The genesis of our postmodern narcissistic age can be found in ideas that trace back to the pan-European Renaissance (14th-17th centuries), critically some 700 to 800 years ago.
While pathological narcissism has been around since time immemorial, it is the inflection point of the Renaissance, where narcissism takes root and informs our society today.
Lutheranism and Protestantism evolved out of the Renaissance and then clashed with the values of the Enlightenment.
We are living in a period that is reactionary and against the Enlightenment values, a period that resembles more the Renaissance in the early years of Protestantism and later perhaps Calvinism.
When did this Narcissism "Conspiracy" start and how did we get here?
A milestone in tracking the origins of narcissism includes Sigmund Freud’s seminal breakout essay On Narcissism (click here for my piece) in 1914. Twenge and Campbell cite the 1980s self-esteem movement as part of the origins of narcissism in their book The Narcissism Epidemic.
Narcissism shows up in present-day postmodern manifestations of woke ideology which I have documented here, here, and here.
Prior to the 20th and 21st centuries, narcissism emerged out of the Renaissance, Protestantism, and the Enlightenment, which pushed societies worldwide inexorably to postmodernism.

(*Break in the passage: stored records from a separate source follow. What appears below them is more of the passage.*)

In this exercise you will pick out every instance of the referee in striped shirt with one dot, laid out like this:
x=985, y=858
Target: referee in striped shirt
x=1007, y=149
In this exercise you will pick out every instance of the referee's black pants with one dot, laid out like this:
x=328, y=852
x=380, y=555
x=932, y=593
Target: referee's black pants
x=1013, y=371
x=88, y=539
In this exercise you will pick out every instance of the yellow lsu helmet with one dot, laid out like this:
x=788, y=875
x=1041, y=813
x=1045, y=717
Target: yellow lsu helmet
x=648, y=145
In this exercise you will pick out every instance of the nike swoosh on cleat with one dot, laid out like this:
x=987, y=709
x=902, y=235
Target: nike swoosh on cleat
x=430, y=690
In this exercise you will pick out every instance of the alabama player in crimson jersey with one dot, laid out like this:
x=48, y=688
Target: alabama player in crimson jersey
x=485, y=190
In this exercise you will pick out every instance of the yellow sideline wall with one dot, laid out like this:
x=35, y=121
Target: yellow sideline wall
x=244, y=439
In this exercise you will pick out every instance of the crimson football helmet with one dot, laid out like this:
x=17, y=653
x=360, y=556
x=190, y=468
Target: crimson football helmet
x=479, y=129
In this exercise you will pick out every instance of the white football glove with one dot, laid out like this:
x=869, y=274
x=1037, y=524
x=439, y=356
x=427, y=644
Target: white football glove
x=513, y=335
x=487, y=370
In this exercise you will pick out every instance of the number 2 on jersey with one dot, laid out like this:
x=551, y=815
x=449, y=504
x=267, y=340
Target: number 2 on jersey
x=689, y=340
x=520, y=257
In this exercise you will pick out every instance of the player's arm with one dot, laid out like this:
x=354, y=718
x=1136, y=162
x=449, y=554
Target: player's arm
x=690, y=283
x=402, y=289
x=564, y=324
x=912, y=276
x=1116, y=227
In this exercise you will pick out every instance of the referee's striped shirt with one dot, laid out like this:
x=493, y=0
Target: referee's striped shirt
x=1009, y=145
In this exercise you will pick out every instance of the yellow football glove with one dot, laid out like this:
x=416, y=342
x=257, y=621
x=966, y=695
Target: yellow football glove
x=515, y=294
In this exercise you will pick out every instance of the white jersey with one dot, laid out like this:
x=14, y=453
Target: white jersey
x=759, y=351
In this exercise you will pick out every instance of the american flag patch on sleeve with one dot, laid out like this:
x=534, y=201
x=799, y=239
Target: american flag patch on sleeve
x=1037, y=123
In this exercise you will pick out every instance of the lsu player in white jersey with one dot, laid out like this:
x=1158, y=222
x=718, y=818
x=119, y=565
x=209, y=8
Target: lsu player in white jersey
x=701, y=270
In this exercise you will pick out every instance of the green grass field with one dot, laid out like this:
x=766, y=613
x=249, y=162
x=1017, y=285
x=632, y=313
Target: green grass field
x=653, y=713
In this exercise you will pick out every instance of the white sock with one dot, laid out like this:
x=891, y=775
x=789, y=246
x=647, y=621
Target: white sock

Postmodernity is characterized by three organizing and explanatory principles:
The individual is the source of all rights and these rights impose commensurate obligations on others. The individual is the basic organizational unit. Many individuals put together can structure and form any arrangement, any contract, social or otherwise amongst them because the individual is sovereign.
Perfection, progress towards perfection
The individual can better himself, perfect himself, and make himself superior by wishing hard, working hard, and studying hard. It is up to the individual to elevate himself stage by stage up the ladder of self-actualization and social supremacy. It is all in the hands of the individual. Individuals, if they are mentally healthy, should aspire to perfect themselves, to become more, never less, to grow, never regress, to always acquire new skills, and seek new opportunities, amass and accumulate wealth and accomplishments, in short, expand.
Suspicion of institutions
Institutions are penumbral. They're dark, they're tyrannical, they are averse to individualism. They are the enemies of the individuals, and they need to be resisted and subverted, undermined, modified, and ignored. At any rate, there's an enmity. There's a war between the individual and social or other structures and institutions and this war should be won by the individual. It's up to the individual to win it.

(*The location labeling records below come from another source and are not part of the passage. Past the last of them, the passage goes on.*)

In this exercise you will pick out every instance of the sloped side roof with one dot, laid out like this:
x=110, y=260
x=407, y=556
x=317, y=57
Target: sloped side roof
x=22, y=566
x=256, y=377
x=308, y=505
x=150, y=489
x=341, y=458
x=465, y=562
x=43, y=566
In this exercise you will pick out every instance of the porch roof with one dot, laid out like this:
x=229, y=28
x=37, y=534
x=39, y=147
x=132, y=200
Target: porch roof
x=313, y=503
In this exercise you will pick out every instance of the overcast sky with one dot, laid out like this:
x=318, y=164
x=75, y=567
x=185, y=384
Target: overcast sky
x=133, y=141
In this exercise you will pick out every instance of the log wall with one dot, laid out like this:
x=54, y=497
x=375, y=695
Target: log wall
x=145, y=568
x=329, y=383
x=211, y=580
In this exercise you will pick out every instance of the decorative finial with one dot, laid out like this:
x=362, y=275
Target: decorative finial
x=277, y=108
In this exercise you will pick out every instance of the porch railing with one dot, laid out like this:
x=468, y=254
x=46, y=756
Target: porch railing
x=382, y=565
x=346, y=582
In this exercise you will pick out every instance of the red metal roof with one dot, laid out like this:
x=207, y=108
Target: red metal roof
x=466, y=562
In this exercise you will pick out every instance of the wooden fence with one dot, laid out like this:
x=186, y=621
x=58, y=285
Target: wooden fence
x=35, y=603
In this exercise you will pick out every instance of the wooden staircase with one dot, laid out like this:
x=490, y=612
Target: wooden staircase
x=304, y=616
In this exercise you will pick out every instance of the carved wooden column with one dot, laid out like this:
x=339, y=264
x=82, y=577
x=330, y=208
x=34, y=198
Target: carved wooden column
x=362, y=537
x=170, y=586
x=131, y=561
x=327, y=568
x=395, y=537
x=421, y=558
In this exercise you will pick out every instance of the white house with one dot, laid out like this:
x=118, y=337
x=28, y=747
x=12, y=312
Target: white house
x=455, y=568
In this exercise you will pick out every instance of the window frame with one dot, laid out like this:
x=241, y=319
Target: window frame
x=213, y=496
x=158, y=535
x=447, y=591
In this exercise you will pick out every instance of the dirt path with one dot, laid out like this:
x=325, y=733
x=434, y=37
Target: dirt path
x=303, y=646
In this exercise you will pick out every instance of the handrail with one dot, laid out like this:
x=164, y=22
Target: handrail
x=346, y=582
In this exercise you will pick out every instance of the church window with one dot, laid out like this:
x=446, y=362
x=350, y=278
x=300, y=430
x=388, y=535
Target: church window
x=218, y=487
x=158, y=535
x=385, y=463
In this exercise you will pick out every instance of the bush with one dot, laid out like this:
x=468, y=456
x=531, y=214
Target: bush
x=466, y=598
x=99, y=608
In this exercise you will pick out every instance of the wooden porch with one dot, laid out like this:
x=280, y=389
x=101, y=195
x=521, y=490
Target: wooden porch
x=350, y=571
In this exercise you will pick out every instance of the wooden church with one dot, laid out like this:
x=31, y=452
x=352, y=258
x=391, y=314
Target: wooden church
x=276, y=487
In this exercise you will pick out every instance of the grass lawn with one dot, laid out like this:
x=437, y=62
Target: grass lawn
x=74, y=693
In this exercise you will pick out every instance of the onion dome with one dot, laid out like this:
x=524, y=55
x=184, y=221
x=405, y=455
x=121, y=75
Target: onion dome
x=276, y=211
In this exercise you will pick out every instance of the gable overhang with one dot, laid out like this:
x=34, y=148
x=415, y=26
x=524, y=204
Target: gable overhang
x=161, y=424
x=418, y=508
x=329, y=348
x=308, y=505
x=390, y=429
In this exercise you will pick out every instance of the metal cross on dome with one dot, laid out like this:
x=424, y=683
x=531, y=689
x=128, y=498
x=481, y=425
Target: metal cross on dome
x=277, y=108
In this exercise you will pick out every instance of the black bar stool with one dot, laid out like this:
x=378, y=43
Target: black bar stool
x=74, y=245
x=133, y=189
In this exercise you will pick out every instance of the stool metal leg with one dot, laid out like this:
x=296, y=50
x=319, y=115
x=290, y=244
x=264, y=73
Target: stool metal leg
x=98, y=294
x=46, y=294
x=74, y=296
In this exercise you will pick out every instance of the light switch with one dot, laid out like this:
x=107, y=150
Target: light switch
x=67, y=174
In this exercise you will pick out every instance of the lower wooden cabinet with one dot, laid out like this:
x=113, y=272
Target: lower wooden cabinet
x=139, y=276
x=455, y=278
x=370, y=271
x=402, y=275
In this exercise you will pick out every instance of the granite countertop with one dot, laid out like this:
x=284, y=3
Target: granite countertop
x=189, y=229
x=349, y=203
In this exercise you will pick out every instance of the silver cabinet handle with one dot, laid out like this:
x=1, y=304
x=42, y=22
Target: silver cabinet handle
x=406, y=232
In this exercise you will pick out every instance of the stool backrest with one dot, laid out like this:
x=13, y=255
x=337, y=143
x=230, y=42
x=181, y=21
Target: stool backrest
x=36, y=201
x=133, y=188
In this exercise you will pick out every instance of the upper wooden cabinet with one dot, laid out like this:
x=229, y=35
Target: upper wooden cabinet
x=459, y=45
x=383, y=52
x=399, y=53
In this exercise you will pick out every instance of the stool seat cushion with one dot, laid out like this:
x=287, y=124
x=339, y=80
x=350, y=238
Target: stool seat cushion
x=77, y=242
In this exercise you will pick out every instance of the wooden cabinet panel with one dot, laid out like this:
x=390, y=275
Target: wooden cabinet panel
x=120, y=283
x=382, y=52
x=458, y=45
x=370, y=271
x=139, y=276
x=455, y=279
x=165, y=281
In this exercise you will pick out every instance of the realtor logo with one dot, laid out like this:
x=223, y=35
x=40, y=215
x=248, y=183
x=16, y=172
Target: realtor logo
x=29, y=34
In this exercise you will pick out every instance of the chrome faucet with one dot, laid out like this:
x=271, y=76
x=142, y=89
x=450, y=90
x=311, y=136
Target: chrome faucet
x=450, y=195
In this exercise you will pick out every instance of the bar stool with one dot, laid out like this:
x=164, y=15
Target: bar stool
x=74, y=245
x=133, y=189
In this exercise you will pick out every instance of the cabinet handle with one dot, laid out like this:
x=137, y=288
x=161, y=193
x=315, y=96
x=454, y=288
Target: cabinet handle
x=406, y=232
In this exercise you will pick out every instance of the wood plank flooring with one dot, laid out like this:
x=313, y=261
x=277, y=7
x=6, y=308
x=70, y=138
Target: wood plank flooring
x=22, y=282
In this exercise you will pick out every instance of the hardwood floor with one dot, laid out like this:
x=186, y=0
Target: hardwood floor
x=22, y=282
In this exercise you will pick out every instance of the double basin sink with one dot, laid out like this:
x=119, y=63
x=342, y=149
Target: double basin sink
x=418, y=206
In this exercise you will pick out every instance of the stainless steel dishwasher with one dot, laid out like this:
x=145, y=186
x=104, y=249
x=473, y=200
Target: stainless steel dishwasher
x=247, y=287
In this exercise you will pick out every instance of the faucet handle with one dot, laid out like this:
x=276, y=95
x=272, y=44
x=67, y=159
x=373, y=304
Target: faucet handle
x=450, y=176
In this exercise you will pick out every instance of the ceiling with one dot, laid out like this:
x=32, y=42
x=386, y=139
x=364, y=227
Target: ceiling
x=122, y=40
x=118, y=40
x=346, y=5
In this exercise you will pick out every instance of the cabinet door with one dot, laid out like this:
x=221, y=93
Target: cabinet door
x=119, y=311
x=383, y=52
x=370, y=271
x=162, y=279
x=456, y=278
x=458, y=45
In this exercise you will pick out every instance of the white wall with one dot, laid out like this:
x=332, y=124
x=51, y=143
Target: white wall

Narcissism as an Organizing and Explanatory Principle
Narcissism is an organizing principle. Narcissism is the way we organize our lives, the way we form and run institutions, the way we function in the larger society, among ourselves, in interpersonal relationships, and, even more importantly, within ourselves, our perception of the self and how we love or reject ourselves.

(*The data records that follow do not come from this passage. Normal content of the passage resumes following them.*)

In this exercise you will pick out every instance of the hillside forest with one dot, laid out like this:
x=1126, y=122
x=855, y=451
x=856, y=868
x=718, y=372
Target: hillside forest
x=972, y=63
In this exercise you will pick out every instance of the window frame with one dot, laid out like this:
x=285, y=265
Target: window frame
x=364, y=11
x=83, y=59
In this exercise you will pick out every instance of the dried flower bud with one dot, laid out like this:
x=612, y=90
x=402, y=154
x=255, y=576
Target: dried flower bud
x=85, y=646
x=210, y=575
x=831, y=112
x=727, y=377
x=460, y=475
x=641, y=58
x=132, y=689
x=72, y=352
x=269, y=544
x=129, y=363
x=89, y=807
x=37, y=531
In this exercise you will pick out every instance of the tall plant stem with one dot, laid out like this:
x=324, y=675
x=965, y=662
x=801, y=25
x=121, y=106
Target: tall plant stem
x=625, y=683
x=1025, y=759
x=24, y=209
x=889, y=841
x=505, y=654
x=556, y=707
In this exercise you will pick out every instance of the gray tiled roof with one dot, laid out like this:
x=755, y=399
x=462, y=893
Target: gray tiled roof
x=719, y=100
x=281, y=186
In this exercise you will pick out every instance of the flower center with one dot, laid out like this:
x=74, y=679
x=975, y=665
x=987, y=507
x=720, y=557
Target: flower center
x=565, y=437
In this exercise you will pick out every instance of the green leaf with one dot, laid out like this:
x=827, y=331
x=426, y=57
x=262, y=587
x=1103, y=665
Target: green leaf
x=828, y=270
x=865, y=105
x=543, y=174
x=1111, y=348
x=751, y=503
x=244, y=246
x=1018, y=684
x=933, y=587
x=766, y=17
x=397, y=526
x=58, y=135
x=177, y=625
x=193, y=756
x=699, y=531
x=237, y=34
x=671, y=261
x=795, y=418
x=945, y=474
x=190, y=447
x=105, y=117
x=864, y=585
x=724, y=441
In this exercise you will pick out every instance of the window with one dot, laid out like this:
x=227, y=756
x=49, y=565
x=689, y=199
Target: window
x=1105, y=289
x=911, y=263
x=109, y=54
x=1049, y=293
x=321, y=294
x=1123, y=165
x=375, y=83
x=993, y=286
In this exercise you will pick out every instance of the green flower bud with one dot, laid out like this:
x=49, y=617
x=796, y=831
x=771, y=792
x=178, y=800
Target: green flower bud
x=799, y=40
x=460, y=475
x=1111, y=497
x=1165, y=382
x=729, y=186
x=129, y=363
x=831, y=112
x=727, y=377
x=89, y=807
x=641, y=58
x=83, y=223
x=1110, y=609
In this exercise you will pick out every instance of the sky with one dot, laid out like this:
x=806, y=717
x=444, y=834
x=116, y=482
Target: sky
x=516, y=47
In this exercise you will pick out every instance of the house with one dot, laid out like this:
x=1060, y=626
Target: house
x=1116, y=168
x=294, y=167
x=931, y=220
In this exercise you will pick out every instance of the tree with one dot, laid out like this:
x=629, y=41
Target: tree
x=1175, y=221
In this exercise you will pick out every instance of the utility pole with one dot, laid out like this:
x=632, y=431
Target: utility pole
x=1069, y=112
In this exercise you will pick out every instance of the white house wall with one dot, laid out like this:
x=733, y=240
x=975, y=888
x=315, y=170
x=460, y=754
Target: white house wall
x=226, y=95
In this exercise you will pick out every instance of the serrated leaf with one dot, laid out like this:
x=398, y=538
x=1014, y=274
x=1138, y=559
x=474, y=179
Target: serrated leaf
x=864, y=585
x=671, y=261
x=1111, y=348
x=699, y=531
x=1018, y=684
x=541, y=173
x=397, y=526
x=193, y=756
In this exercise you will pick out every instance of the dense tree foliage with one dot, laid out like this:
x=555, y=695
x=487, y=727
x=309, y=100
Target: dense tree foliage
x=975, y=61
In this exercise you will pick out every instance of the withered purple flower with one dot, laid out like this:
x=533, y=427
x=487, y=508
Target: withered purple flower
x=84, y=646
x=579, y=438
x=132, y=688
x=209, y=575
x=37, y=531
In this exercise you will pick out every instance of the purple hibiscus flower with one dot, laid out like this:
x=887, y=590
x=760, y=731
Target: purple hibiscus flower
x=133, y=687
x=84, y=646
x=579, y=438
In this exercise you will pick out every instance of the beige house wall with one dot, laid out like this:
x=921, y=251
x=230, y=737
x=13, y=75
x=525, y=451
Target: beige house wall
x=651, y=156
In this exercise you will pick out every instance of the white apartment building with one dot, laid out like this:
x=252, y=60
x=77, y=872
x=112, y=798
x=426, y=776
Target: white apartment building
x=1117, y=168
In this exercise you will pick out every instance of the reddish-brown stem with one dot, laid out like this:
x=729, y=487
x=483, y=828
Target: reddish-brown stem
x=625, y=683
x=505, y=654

Narcissism is an explanatory, hermeneutic, exegetic principle that makes sense of our reality. Narcissism imbues our lives with meaning and renders the world an environment in which we can cope, function, and somehow survive. —Prof. Sam Vaknin
The Historical Landscape that gave rise to Pathological Narcissism
The following text is an edited for length and clarity transcript of Professor of Psychology, Dr. Sam Vaknin’s recent account of the origins of our narcissistic age.
Renaissance thinkers and scholars were concerned with the improvement of the individual; the emphasis was on the individual. They believed that if you were to somehow better the individual, transform the individual, and render the individual more functional, more clever, and more educated, these improvements would have an aggregate effect on human society. If you were to improve a sufficient number of individuals, there would be an emergent phenomenon; society at large would change and become also better.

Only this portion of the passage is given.